If there was a slaughter—where are the photos and videos?
There was a curfew at night but many journalists could see the streets from their rooms – I know because many were neighbors -- and the Red Shirts had their own phones and radios, and cameras. If the Thai Army were performing a slaughter, we would have caught it.
If the Army committed atrocities with probably hundreds of journalists present, and nobody caught it, then we are all incompetent. This is Pulitzer territory. If a journalist catches the Army on film executing people, or murdering people who are trying to surrender, that journalist is in for some sort of prize. If a journalist is not guided by morality, he definitely would be fired by ambition. Morality, ambition, or both would have demanded exposure.
A huge message can be falsely conveyed with five true words: Thai Army. Protestors. Eighty-eight killed.
What I saw—any journalist who was there who missed this should be labeled incompetent—was a large group of protestors with honest grievances, and a small group of agitators who clearly, unmistakably, were seeking violent confrontation with the government. These agitators were throwing firebombs, committing arson, and shooting grenades and small arms. (The preponderance of evidence was overwhelming—plus I saw them with my own eyes committing some of these acts and photographed agitators in action.)
There are journalists both foreign and Thai who dismiss these agitators and hold the line that the violence was due to the Thai government.
Important note: I make no representation about what happened before or elsewhere, only here and now. Much of the here and now reporting was flatly wrong, bringing question upon previous reporting.
The photo above was taken during actual clearance operations. The Red Shirts were at this point being compressed like a piston. Combat-experienced people know what usually happens when an adversary is compressed like a piston. Either they will begin to surrender or will fire. They fired.
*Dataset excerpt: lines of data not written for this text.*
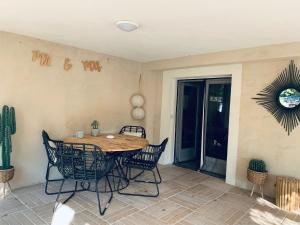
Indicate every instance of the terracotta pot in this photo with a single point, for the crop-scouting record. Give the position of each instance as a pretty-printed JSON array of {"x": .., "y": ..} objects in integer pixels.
[
  {"x": 95, "y": 132},
  {"x": 7, "y": 174},
  {"x": 257, "y": 177}
]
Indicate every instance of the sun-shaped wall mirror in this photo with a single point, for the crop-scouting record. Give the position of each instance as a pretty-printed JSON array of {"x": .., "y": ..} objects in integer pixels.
[{"x": 282, "y": 98}]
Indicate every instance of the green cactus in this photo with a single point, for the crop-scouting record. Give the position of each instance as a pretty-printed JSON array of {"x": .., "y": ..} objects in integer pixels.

Enormous respect is owed to the courageous journalists who stayed and kept the Army honest. It’s only realistic that with such large numbers around, and bullets flying, journalists are probably going to get hit.
Sometimes you get killed because you willingly went into combat:
CPJ calls for Thailand to investigate journalist killings.
Unidentified photographer: Have seen the New York Times use panoramic cameras like that in Iraq.
Often just a waiting game. This was inside what had just been the Red camp.
One night there was heavy gunfire and also I could see firebombs coming from the Red Shirt camp, and plenty of dangerous fireworks. (The firebombs that I saw were only going into the street.) One firework came straight at my window and hit low on a floor below. These were not gigantic fireworks but if you got hit, at a minimum you were going to the hospital. They were easily as deadly as bullets. If you got hit in the foot, your foot would be mangled. Hit in the head, probably dead or mentally incapacitated from there out. During daytime, I had seen a firework barely miss some journalists, and when the rockets hit buildings they sometimes blew off small pieces of structure. Nothing serious unless you took a hit. Like bullets. Some people argued that protestors only had fireworks. How many people might have been seriously wounded or even killed by those rockets and other projectiles?